Il se marie avec Anne Deforest, la fille de Claude Deforest.
Un fondeur homonyme et antérieur existe à Clermont-Ferrand, il ne nous concerne pas.

En France, il lui est connu des cloches à : Moisenay (voir Deforest) ; Gambaiseuil (1772) ; Garancières (1730). Eventuellement une cloche de 382 kg à Fessanvilliers, 1751, refondue en 1890 par Georges Bollée.

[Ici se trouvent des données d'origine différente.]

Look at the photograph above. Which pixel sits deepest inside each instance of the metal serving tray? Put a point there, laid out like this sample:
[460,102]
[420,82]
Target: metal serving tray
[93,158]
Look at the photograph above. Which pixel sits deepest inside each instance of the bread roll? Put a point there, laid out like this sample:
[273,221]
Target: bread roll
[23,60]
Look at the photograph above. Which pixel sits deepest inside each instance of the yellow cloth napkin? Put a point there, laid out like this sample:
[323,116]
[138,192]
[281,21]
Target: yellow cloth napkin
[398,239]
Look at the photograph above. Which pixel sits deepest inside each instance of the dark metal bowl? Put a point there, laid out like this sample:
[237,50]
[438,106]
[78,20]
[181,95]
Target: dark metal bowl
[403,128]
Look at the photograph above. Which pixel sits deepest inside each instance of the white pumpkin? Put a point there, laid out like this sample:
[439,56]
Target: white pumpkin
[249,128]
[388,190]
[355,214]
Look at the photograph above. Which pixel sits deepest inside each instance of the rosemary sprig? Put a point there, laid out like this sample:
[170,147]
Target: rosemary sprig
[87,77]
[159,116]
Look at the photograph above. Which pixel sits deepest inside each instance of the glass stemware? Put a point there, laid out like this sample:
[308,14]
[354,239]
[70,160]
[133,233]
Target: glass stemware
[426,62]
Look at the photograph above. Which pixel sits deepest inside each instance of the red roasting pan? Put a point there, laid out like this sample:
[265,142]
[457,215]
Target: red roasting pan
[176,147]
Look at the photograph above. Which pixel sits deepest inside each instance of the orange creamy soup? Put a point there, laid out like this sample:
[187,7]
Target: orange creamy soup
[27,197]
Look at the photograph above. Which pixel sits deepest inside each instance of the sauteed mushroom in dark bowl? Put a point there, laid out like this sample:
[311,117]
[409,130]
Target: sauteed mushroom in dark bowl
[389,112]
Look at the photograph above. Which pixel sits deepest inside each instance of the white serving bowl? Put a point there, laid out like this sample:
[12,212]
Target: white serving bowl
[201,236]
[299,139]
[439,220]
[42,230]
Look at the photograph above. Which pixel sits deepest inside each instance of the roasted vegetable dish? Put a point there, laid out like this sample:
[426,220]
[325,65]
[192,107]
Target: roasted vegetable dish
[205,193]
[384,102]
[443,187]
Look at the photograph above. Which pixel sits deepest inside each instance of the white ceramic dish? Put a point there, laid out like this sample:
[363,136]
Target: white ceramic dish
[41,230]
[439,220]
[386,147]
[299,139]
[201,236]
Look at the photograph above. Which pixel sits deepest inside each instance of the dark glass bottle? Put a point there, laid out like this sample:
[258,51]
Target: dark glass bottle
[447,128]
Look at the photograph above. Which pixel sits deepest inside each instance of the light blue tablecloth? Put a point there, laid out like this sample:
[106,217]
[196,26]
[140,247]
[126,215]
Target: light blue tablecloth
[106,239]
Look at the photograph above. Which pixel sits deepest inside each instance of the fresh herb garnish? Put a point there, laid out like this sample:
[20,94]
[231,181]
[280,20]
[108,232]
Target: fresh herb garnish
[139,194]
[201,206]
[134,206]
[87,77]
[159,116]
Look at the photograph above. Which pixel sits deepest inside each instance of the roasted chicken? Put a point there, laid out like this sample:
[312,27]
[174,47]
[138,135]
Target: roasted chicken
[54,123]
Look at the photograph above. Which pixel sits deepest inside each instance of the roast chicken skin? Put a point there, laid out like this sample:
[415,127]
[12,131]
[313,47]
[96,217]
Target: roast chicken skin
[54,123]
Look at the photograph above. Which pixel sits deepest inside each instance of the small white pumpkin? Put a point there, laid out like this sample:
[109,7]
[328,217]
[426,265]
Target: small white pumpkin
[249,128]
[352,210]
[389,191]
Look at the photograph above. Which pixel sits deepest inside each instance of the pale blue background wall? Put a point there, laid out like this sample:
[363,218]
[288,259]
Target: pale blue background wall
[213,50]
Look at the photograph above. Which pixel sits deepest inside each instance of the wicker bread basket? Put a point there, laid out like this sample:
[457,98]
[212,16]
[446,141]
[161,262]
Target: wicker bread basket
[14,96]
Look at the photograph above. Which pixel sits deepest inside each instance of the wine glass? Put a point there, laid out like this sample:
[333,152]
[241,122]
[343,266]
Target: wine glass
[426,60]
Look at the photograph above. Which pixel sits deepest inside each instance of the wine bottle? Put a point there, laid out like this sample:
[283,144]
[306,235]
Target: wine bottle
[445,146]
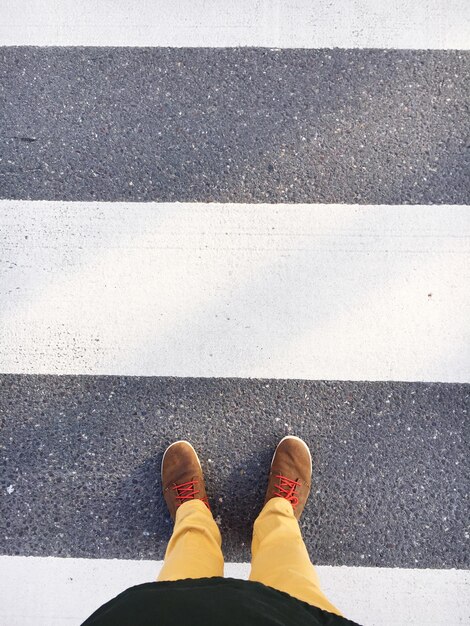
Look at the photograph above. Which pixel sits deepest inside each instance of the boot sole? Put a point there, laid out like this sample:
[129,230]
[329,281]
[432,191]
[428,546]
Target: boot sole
[172,444]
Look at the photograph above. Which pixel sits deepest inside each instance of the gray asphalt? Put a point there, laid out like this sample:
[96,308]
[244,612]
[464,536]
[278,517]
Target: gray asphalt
[235,125]
[81,456]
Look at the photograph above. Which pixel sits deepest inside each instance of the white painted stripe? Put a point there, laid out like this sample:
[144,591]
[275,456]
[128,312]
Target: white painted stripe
[438,24]
[275,291]
[46,591]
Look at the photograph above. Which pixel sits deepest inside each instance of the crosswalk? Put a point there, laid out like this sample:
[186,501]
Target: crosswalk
[228,223]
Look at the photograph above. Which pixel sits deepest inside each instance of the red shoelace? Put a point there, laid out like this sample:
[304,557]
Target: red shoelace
[187,491]
[286,489]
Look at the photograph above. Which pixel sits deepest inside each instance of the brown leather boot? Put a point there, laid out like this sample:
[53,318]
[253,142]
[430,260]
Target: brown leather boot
[291,473]
[182,477]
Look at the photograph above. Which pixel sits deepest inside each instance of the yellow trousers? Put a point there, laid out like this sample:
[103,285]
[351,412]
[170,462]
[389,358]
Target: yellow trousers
[279,556]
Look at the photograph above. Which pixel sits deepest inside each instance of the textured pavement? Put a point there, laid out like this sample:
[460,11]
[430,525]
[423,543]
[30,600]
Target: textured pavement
[81,458]
[235,125]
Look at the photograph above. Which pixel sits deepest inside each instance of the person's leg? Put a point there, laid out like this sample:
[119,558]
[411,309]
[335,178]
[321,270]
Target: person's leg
[279,556]
[194,550]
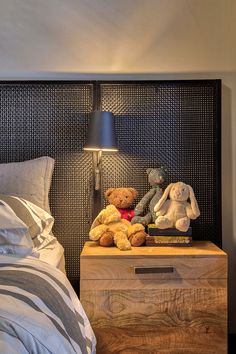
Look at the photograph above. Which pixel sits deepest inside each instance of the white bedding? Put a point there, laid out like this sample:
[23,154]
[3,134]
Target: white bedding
[53,254]
[40,312]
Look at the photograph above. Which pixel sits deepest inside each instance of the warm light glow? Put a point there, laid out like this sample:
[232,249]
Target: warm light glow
[97,149]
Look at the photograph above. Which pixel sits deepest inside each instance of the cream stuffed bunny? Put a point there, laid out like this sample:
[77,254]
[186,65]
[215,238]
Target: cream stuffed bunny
[176,211]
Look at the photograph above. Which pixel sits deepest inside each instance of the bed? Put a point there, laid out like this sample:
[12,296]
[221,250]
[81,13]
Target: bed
[40,312]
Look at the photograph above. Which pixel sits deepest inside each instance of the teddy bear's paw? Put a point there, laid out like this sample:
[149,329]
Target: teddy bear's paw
[138,239]
[135,228]
[96,233]
[107,239]
[121,241]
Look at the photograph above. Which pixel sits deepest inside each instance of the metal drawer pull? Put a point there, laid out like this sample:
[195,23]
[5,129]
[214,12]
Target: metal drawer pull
[149,270]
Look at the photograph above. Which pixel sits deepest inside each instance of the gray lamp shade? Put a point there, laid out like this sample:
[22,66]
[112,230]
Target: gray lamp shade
[101,132]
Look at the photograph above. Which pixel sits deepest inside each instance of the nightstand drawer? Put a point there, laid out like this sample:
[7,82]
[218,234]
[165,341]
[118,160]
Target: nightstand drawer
[156,299]
[154,268]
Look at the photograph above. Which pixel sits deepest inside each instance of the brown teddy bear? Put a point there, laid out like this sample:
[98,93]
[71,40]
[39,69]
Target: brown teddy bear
[123,199]
[109,228]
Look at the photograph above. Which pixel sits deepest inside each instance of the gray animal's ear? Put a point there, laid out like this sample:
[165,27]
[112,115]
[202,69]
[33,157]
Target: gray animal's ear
[108,192]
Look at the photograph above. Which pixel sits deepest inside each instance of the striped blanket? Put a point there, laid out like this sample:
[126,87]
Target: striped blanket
[39,311]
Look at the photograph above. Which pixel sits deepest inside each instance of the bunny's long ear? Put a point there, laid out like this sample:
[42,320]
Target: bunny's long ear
[193,201]
[163,198]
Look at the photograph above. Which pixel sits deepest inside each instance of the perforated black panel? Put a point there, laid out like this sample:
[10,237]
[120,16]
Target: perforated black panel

La date parait bien précoce...
En Belgique, le RECIB lui connaît une cloche à : K
asterlee (Sint-Willebrordus, Joseph et Nicolas Simon, père et fils, 1786) ; Tongeren (1782) ; Feluy (1789) ; Seneffe (1788) ; Houdeng-Aimeries (1780).


La signature de Nicolas Simon, témoin à un mariage.

Bibliographie
-Dictionnaire des facteurs d'instruments de musique en Wallonie, Malou Haine, Nicolas Meeùs.
-Dictionnaire des fondeurs de cloches du Bassigny, Henry Ronot.
-Base de données de l'IRPA reprenant le fonds De Beer.